NotAsHarmlessAsYouThink | Published: 19:46 GMT, 07 August 2007

The email went out over the internet (it's a series of tubes, you see), NOT a private network, and was purged off of one University of California server. Since these "tubes" sometimes get clogged, the message may have used other tubes and might be stored somewhere along the way. Maybe some readers need some heavier shoes to keep their knees from jerking up so rapidly to defend our perfect union. I, for one, find your stats upsetting rather than comforting. Maybe other departments lose hardware, too, but is the data encrypted? did they follow their procedures to mitigate the risk of loss? How about if we hold some departments to a higher standard than others. This might be a good department to start with. Then we can move on to fixing the other ones. We agree on one point though. TechWorld should report on all of the hardware going out the doors of our sensitive environments. I don't think they should bury this story just because other people lose stuff too, though.

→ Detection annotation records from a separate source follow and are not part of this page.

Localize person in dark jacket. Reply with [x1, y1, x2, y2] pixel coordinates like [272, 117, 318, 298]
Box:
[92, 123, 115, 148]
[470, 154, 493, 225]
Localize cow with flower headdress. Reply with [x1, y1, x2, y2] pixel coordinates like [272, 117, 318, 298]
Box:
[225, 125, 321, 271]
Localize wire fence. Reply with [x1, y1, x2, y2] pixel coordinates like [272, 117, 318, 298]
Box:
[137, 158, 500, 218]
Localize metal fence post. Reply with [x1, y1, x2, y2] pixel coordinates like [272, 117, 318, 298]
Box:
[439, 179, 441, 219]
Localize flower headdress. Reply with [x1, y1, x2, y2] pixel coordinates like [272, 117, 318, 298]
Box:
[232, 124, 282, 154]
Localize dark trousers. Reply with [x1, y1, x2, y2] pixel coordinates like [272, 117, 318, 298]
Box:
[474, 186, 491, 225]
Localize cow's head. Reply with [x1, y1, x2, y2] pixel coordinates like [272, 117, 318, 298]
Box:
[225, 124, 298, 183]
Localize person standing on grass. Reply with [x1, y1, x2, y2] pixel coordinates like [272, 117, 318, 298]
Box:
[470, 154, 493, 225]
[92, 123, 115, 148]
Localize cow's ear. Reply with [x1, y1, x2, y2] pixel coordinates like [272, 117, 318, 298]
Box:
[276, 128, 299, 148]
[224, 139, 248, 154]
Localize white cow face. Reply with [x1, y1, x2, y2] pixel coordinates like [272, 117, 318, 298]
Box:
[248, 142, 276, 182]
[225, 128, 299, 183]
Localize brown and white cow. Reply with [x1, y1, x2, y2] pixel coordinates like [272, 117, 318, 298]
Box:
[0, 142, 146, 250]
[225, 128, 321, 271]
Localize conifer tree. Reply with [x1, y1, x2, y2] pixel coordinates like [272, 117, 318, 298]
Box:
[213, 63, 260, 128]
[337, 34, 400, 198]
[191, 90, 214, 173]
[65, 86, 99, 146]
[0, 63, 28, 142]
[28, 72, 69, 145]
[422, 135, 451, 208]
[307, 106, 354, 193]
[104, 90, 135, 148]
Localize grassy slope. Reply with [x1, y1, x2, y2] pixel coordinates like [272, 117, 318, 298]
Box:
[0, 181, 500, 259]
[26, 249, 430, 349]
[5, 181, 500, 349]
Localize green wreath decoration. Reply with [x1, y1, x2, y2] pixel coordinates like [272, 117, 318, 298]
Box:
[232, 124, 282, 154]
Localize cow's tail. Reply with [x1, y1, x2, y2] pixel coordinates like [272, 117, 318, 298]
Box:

OhGoodGrief | Published: 18:28 GMT, 07 August 2007

So, it appears that every lost pencil and irrelevant laptop is worthy of hysterics here. . . Can you name another 12,000-employee institution that NEVER, EVER has a laptop stolen? Let's see, the Dep't of State has lost HUNDREDS, and Dep't of Defense apparently doesn't even keep track, they go so fast. Note, it was not a classified machine, and had no personnel data, so why the big deal? And the most recent news flurry, over an errant INTERNAL e-mail, was on an internal network only, no outside access. Seems like TechWorld needs to reexamine its motives and its level of reporting rigor just a bit.